"My mood is swinging."
When I see this as a chief complaint in a progress note I know what I'm going to read next: a diagnosis of bipolar disorder, not otherwise specified, and an order for the mood stabilizer du jour. What I will not (usually) see is a description of what mood states the patient is "swinging" between, the duration of those mood states or a list of associated symptoms. This isn't specific to correctional work in that I've also seen documentation like this in discharge summaries I've received from hospitals.
I'm familiar with the various "flavors" or subtypes of bipolar disorder that have been hypothesized, but the guys I treat don't fall into a clearcut diagnostic category (unless you count personality disorders) and sometimes there are cases that really push the boundaries between an Axis I and an Axis II problem. I see this a lot when I'm dealing with inmates with a history of institutional violence.
People who do research on violence struggle over how to define or characterize violent acts. You'll see references to predatory violence versus instrumental violence versus opportunistic violence versus impulsive aggression. The nuances elude me, other than to say that the one consistent thing seems to be the degree of planning (or lack thereof) involved in the act.
Before deciding to throw meds at the problem, I'll usually do an assessment to clarify whether or not violence really is an issue. You'd be surprised the number of guys who self-identify temper as an issue, but when you take their histories they've actually held it together quite well. Someone who only has one ticket (infraction) for fighting in a year of incarceration really can't be considered to have too much of a problem with violence. In cases like that I'll ask more questions to figure out exactly why the patient thinks it's a problem; more often than not, they're troubled by the fact that they merely have violent thoughts. In that case the inmate has unrealistic expectations of what a medication can do for their problem.
Other questions I ask are:
* who are you fighting with, inmates or officers or both?
The choice or level of discrimination reflects the degree of control over the violence.
* have you gotten into fights that you haven't had tickets for?
If the answer is yes, this usually means that the patient and his/her opponent plans the fight to avoid detection by custody, another situation where medication is unlikely to be of benefit.
* do you fight when you're sober and clean?
By far the most common precipitant for violence is substance abuse, either in the facility or in free society.

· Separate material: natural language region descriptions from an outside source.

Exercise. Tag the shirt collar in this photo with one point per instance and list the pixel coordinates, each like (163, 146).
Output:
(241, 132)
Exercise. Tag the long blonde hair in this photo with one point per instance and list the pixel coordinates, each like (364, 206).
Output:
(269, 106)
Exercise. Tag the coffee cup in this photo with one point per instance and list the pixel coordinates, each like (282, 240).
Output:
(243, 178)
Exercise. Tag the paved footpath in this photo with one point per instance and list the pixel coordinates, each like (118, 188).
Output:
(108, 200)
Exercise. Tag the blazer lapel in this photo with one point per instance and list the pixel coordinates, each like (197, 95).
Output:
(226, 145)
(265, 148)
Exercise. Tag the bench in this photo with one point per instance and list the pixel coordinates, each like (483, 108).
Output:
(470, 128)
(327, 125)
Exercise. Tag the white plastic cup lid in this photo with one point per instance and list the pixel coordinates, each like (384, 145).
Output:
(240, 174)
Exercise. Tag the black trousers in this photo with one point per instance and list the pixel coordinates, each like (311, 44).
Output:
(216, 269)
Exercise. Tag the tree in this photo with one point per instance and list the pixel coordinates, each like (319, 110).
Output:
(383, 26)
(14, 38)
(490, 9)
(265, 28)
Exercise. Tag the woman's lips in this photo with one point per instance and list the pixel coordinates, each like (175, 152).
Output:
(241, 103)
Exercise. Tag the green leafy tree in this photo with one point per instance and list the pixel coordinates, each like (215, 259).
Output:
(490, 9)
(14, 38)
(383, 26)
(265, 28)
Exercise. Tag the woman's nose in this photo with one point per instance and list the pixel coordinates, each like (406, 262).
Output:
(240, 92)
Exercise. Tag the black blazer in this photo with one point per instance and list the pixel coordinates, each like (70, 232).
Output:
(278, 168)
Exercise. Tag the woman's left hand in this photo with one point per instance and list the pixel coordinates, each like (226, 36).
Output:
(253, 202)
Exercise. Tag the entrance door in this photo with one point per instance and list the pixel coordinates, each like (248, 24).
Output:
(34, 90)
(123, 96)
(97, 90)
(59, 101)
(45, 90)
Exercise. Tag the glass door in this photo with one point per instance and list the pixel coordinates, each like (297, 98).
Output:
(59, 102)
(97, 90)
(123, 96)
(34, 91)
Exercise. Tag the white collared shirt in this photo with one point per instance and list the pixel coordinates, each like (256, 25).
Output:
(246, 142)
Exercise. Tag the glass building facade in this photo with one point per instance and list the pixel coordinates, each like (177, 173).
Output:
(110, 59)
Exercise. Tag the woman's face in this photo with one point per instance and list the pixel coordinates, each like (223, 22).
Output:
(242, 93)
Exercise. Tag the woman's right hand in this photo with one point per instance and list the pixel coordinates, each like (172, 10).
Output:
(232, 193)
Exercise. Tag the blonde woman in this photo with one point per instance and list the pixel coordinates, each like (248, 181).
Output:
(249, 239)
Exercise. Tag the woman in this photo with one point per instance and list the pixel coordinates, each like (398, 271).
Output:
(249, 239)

* do you have a bad temper even when you're not depressed?
Clinical depression can decrease frustration tolerance for prisoners. This is often the factor that causes them to seek treatment when they wouldn't even think of seeing a shrink on the outside. Treating the underlying depression fixes the temper problem.
* tell me about some of the situations you've gotten mad in recently
Often there's a good reason for it. Medication is unlikely to help you keep from getting mad when you've got people cursing at you or threatening you. Normal anger exists for a reason and medication will not keep someone from ever getting angry over things that would anger anyone.
So once I've done all this I'll decide whether or not the violence issue is one that might benefit from medication. I'll make it clear in my note that violence is the target symptom and I won't try to stretch a diagnosis to justify a treatment plan.
I think all classes of pharmacologic agents have been used to treat violence at one time or another, but most recently mood stabilizers have shown the most utility for aggression associated with personality disorders. Lithium has been used for this since the original studies in the 1970's, when it was found to cut the violent infraction rate in prisoners by about half. (Interestingly, some of this subjects also discontinued the medication on their own because they didn't "feel" it working, even when it was.) Valproic acid, carbamazepine and now the atypical antipsychotics have all been used for this. SSRI's can have an interesting pro-apathy (if that's a word) effect in some people, giving them the ability to "shrug off" experiences that they normally would have gotten upset about. Regardless, the goal is to lengthen the patient's fuse and give them time to think before they act.
As one patient of mine put it: "The medication doesn't lengthen my fuse. It gives me a fuse."